Hannah Bettsworth // 12 March2019

In the field of digital rights and civil liberties, all anyone’s talking about is the Digital Copyright Directive and saving memes. However, there may be a bigger threat passing under the radar of your average internet user. The Regulation on Preventing the Dissemination of Terrorist Content Online was published in September 2018, with the following main provisions:

  • Defining illegal terrorist content as “information which is used to incite and glorify the commission of terrorist offences, encouraging the contribution to and providing instructions for committing terrorist offences as well as promoting participation in terrorist groups.”
  • Introducing a one-hour time limit for removal of or disabling access to content when an administrative or judicial removal order is issued by a relevant national authority.
  • Requiring companies which host uploaded content to proactively find and remove terrorist material from their websites, including through automated filters.
  • Making companies preserve removed content as a safeguard against wrongful removals, but also for law enforcement purposes.

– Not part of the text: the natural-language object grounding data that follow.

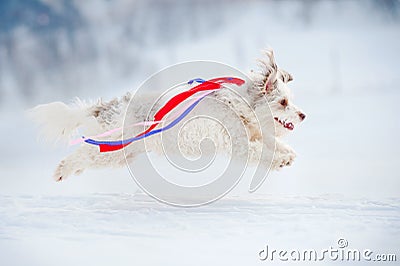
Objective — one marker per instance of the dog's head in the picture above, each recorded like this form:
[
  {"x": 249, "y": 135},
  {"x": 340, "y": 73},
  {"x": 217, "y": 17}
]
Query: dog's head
[{"x": 272, "y": 82}]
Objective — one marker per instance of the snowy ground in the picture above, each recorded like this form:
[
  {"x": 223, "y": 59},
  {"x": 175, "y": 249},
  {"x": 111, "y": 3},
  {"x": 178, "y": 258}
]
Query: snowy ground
[
  {"x": 344, "y": 183},
  {"x": 123, "y": 229}
]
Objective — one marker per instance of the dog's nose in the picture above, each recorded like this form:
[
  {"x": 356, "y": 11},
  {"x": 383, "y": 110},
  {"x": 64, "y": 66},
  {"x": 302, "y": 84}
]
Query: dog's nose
[{"x": 302, "y": 116}]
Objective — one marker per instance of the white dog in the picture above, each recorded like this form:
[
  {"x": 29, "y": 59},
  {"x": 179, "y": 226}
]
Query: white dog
[{"x": 264, "y": 93}]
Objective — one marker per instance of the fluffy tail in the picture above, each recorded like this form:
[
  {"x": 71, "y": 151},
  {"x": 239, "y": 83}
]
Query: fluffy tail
[{"x": 58, "y": 121}]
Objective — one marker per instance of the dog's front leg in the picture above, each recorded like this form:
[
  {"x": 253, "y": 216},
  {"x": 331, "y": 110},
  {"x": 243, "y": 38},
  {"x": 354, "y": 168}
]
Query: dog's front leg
[{"x": 284, "y": 155}]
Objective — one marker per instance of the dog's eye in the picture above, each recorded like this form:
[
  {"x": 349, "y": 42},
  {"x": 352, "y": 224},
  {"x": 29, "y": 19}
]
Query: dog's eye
[{"x": 284, "y": 102}]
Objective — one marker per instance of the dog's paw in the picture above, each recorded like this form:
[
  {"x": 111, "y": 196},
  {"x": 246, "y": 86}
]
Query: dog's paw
[
  {"x": 287, "y": 159},
  {"x": 60, "y": 173},
  {"x": 283, "y": 157},
  {"x": 64, "y": 170}
]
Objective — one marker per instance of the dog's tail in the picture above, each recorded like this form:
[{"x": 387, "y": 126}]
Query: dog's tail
[{"x": 58, "y": 122}]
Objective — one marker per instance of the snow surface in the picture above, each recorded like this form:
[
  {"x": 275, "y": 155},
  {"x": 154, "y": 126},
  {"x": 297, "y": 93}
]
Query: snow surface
[
  {"x": 125, "y": 229},
  {"x": 344, "y": 183}
]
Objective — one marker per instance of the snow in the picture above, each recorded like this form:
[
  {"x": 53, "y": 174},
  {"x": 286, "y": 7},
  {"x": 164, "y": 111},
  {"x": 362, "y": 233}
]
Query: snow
[
  {"x": 125, "y": 229},
  {"x": 344, "y": 183}
]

Firstly, there are technical concerns. The Directive, currently, includes cloud service companies which provide the infrastructure underlying data hosting.  They would find it technically impossible to comply. The Rapporteur, Daniel Dalton MEP, stated that the Commission told a committee hearing it had no intention of including such services in the Regulation and was attempting to cover Dropbox-style services.

That in itself raises questions about civil servants’ capacity to regulate the internet but is not the only technical issue facing the Regulation. The Hash Database is a voluntary initiative between Facebook, YouTube, Microsoft and Twitter to identify extreme terrorist content with unique markers in order to prevent re-uploading. Such content is classified under their terms of service, rather than legal definitions.

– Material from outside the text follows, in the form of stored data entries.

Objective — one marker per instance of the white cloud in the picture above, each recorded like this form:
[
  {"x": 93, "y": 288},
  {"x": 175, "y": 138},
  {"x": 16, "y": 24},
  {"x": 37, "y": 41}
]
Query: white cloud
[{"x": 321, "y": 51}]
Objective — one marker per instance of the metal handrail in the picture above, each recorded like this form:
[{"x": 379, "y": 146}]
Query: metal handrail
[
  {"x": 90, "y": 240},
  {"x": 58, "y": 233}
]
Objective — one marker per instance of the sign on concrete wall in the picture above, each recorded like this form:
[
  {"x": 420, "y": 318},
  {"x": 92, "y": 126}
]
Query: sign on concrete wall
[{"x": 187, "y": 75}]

Technical filters cannot understand context: the Syrian Archive is constantly losing its YouTube uploads. Machine learning algorithms began to remove them faster than their team can back them up. Under the Regulation, the providers would have to retain the content for 6 months to assist law enforcement and to reinstate it if there was a successful appeal. In this case, human rights defenders would already have missed the opportunity to raise awareness and the atrocities would be long-forgotten.

As such, the Regulation’s provisions for upload filters would be a real risk to freedom of information and expression on the internet. The European Parliament’s Culture and Education Committee has recognised this in its opinion on the Regulation, calling for an exception for educational, journalistic or research material and removing financial penalties which would incentivise overzealous blocking. There is also no exception or flexibility for micro-enterprises who would find it harder to process such requests, which the Parliament has sought to rectify in its amendments.

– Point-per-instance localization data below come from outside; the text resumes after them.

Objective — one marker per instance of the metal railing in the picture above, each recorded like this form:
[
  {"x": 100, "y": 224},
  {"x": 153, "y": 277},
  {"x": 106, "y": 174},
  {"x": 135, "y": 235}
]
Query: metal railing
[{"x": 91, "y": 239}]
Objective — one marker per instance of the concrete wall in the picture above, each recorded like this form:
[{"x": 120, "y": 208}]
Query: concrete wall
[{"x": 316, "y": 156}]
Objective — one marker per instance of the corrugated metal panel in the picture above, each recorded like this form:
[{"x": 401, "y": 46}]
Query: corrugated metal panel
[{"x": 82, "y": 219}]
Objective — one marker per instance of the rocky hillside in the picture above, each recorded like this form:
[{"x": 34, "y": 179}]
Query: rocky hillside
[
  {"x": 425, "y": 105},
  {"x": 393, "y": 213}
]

The UN Special Rapporteurs for freedom of opinion, privacy rights, and human rights in counter-terrorism have also expressed serious concerns about the proposals. They note that the definition of online terrorist content is broad enough to omit the question of intent – in other words, your content could be removed for advocating or glorifying terrorism even if your intent was nothing of the sort. This concern may seem overblown, but it is a reality in some EU countries.

The UK has recently passed a law which makes it a crime to view or access material useful for terrorism despite having no terrorist intent, unless you are a journalist, an academic, or did so accidentally. A French far-leftist who explicitly opposed ISIS was sentenced to 18 months in jail for praising the Paris attackers’ courage in fighting the police. A vegan activist got a 7 month suspended sentence for stating there was ‘justice after all’ when a shop butcher was killed by a terrorist. In Spain, rappers Valtonyc and Hasel have been convicted of ‘glorifying terrorism’ based on lyrics about killing royal and political figures. A student was also given a suspended one-year sentence for joking about the ETA’s assassination of a Francoist ex-prime minister. This was later overturned and led to a spate of copycat jokes and memes.

There is also the problem of the Streisand Effect, whereby any attempt to suppress views will draw more attention to them. However, this policy is not merely politically counter-productive. It also rides roughshod over fundamental rights. It’s abhorrent to want to behead royals or to revel in the death of innocent shop workers, but freedom of expression is not only for the prevailing opinion.

This Regulation, as it stands, would institutionalise this worrying trend at the European Union level and legitimise the equally worrying trend of outsourcing decisions to the private sector as a short-cut for circumventing the judicial system and achieving speedy content removal. The seriousness of terror attacks should not be used to allow the EU and its Member States carte blanche to restrict the rights and freedoms that counter-terror policy seeks to protect from extremists.

In its current form, the Regulation should not be enacted. The Commission must work with the Parliament, digital rights groups, and affected companies to take their concerns on board and put fundamental rights at the heart of any action taken. If it does not, it risks losing legitimacy in the eyes of young, open-minded people who see a free Internet as a key part of a free society.

The opinions in this article belong to to author only and are not necessarily representative of EPICENTER or its member think tanks. 

EPICENTER publications and contributions from our member think tanks are designed to promote the discussion of economic issues and the role of markets in solving economic and social problems. As with all EPICENTER publications, the views expressed here are those of the author and not EPICENTER or its member think tanks (which have no corporate view).